In August 2012, UC researchers published an article ("Jinek 2012") demonstrating that the isolated elements of the CRISPR-Cas9 system could be used in vitro in a non-cellular experimental environment. J.A. 4799-804. In February 2013, Broad researchers published an article describing the use of CRISPR-Cas9 in a human cell line. J.A. 4682-86. Both parties sought patent protection. CRISPR-Cas systems occur naturally in prokaryotes such as bacteria, J.A. 4799, but have not been found to naturally exist in eukaryotes, such as plants and animals, J.A. 5488; see also J.A. 5006, 5029. It is undisputed that the Jinek 2012 article did not report the results of experiments using CRISPR-Cas9 in a eukaryotic cell, and the claims in UC's '859 application do not refer to a particular cell type or environment. J.A. 13, 9665-66. Claim 165 of the '859 application is representative:

165. A method of cleaving a nucleic acid comprising
contacting a target DNA molecule having a target sequence with an engineered *1290 and/or non-naturally-occurring Type II Clustered Regularly Interspaced Short Palindromic Repeats (CRISPR)- CRISPR associated (Cas) (CRISPR-Cas) system comprising
a) a Cas9 protein; and
b) a single molecule DNA-targeting RNA comprising
i) a targeter-RNA that hybridizes with the target sequence, and
ii) an activator-RNA that hybridizes with the targeter-RNA to form a double-stranded RNA duplex of a protein-binding segment,
wherein the activator-RNA and the targeter-RNA are covalently linked to one another with intervening nucleotides,
wherein the single molecule DNA-targeting RNA forms a complex with the Cas9 protein,
whereby the single molecule DNA-targeting RNA targets the target sequence, and the Cas9 protein cleaves the target DNA molecule.

J.A. 9665. The claims in Broad's patents and application are limited to use in eukaryotic cells. Claim 1 of U.S. Patent No. 8,697,359 is representative:

1. A method of altering expression of at least one gene product comprising introducing into a eukaryotic cell containing and expressing a DNA molecule having a target sequence and encoding the gene product an engineered, non-naturally occurring Clustered Regularly Interspaced Short Palindromic Repeats (CRISPR)-CRISPR associated (Cas) (CRISPR-Cas) system comprising one or more vectors comprising:
a) a first regulatory element operable in a eukaryotic cell operably linked to at least one nucleotide sequence encoding a CRISPR-Cas system guide RNA that hybridizes with the target sequence, and
b) a second regulatory element operable in a eukaryotic cell operably linked to a nucleotide sequence encoding a Type-II Cas9 protein,
wherein components (a) and (b) are located on same or different vectors of the system, whereby the guide RNA targets the target sequence and the Cas9 protein cleaves the DNA molecule, whereby expression of the at least one gene product is altered; and, wherein the Cas9 protein and the guide RNA do not naturally occur together.

J.A. 1831.

The Board instituted an interference, and Broad moved to terminate the interference, arguing its claims are patentably distinct from UC's claims because a person of ordinary skill in the art would not have had a reasonable expectation that the CRISPR-Cas9 system would work successfully in a eukaryotic cell.
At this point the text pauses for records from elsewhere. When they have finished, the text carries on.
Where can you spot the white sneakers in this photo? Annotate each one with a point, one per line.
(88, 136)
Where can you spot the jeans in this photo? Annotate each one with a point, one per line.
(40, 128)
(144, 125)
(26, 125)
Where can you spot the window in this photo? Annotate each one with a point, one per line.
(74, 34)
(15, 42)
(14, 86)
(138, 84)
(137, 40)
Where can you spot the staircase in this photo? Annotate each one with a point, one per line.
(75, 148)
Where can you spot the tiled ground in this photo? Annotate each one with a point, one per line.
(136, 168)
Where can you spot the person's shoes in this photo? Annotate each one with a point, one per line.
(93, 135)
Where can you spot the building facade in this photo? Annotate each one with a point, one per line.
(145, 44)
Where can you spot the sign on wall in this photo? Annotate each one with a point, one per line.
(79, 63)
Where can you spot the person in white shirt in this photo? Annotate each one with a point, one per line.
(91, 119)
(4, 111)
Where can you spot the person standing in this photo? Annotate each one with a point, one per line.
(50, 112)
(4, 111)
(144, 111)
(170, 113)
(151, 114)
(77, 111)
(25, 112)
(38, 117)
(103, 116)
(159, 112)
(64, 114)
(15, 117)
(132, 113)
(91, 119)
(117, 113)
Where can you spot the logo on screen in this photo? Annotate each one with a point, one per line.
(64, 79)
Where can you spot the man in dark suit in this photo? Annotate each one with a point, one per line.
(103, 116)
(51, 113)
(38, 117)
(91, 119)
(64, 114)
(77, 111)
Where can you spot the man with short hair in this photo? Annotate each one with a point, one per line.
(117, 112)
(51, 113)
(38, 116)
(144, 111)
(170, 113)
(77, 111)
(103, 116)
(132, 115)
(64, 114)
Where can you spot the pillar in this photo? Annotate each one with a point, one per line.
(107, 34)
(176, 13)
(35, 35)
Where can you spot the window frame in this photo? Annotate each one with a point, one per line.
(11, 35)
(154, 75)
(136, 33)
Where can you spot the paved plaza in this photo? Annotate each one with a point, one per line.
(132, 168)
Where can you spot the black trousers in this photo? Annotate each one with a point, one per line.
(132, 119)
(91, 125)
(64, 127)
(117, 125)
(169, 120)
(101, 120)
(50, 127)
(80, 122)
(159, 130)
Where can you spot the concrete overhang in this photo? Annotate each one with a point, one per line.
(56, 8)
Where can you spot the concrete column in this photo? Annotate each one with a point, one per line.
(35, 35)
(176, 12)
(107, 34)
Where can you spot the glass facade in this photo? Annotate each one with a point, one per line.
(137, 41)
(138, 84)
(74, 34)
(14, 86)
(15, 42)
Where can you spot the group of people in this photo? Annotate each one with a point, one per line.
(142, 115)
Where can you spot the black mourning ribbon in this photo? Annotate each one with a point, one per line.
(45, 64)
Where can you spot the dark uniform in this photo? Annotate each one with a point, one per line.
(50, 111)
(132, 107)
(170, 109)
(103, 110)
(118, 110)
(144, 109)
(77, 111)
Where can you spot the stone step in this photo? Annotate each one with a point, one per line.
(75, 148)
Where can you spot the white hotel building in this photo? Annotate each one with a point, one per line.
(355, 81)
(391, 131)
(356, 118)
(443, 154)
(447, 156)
J.A. 7, 13. The Board determined there was no interference-in-fact because, given the differences between eukaryotic and prokaryotic systems, a person of ordinary skill in the art would not have had a reasonable expectation of success in applying the CRISPR-Cas9 system in eukaryotes. J.A. 48-49. It determined, therefore, that UC's claims to the use of CRISPR-Cas9 did not render obvious Broad's claims to its use in eukaryotes. J.A. 49.

UC timely appeals. We have jurisdiction over appeals of interferences under 28 U.S.C. § 1295 (a)(4)(A) as it existed prior to changes made by the America Invents Act ("AIA"). See Technical Corrections-Leahy-Smith America Invents Act, Pub. L. No. 112-274, 126 Stat. 2456 , 2458 (2013).

*1291 DISCUSSION

If two parties claim patentably indistinct subject matter, under pre-AIA 35 U.S.C. § 102 (g), a patent may only be awarded to the first inventor. 2 Whether an interference occurs is determined by comparing the involved claims. Noelle v. Lederman , 355 F.3d 1343 , 1352 (Fed. Cir. 2004).